August 7, 2012: A dream come true
by Kara Schnarr.
First let me introduce myself. I am the newest member of the RTC board, and am so honoured to be a part of this amazing group. My road to Road To Care, started back in 2005 when I was a graduate student. I had attended ASTRO (American Society of Therapeutic Radiology Oncology) and at the time was not feeling completely at peace with my current path towards research. I had begun to dream about doing work abroad, experiencing and embracing new cultures … but wasn’t sure how to go about it. At this conference, Paul Farmer (of Partners in Health) was the guest speaker and gave a talk to encourage the world of Radiation Oncology to push towards improving access to Oncology care around the world. He told stories of his experiences in Rwanda, Haiti and Lesotho – and I was so inspired. I had tossed around the idea of entering medicine to become a radiation oncologist, but wasn’t sure if this was a field that would be compatible with international experience. After hearing Paul Farmer speak on his experiences improving access to care and encouraging community-based care, I felt truly inspired. I decided to pursue medicine, with the goal to become a Radiation Oncologist then set out to do as Paul Farmer said. So I did it – I finished my PhD, and then went to medical school at age 28. I now have quite substantial medical school loans and more than a few grey hairs. However, I am a second year Radiation Oncology resident at McMaster University – and now living out my dream here in Uganda with the opportunity to work with Road To Care.
With only 2 days in, I have already had so many amazing experiences. Today we went to the see the women in the Road To Care program staying at the Woman’s Hostel. They greeted us with the most amazing performance. They sang about their struggles with cancer and how thankful they are with assistance that RTC has provided.
These women would have otherwise not been able to afford treatment and would have no choice but to let their cancer advance and eventually end their life. Seeing them sing and dance with such emotion – I was brought to tears. I am here. I am living my dream.
August 6, 2012: A Return to Hospice Africa Uganda
“Welcome home!” exclaims Dr. Eddie, a clinical officer at Hospice Africa Uganda (HAU).
It’s been a year since we were last here in Uganda.
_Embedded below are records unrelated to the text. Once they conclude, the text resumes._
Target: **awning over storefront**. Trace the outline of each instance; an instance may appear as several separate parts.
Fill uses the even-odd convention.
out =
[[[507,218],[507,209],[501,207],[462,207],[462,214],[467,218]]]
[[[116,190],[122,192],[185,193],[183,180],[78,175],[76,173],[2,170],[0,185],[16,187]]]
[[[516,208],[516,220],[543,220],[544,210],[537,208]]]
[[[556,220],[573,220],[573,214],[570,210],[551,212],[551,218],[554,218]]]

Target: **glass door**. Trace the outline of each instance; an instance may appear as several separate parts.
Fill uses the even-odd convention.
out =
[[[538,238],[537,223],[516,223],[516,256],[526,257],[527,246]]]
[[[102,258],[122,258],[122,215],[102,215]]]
This time, our team’s goal is to find out how Road to Care can support the expansion of the radiotherapy department at Mulago Hospital.
For years now, physicians at Mulago Hospital, along with the Ugandan news media have highlighted the need to replace the country’s sole radiotherapy unit at Mulago Hospital. This cobalt radiotherapy machine has been operational since 1995. It is used to treat over a thousand patients each year. Currently, it is in use over 20 hours each day to accommodate the vast number of cancer patients requiring treatment. The waiting list to get onto treatment can be weeks.
When I was in Uganda in 2009, the machine had a break down each week. Patients with cancer had days of delay because the machine required repair.
Shipping a used, decade-old cobalt machine from Canada is problematic, impractical and exorbitantly expensive. Physicists and radiation safety officers whom I have spoken to have all advised against this idea.
Installing and commissioning a new cobalt machine takes months. If we simply removed the current machine, and put in a new one, there would be hundreds of patients during that period who would be unable to access desperately needed treatment.
That’s why Road to Care supports the current plans to expand the radiotherapy department at Mulago Hospital. We will meet with hospital administrator and government officials to strategize our contribution.
Hopefully, the current machine will last until the new one is installed.
So that’s why we’re here; to meet with those who will be most involved and most affected by this project. Follow along with us! We’ll be here, blogging from now until August 20.
Tomorrow, we’re off to the radiotherapy department at Mulago Hospital!
Thank you for sharing in this journey. Your contribution, together with the dedication of our partner organizations and the will of these brave women makes this initiative possible.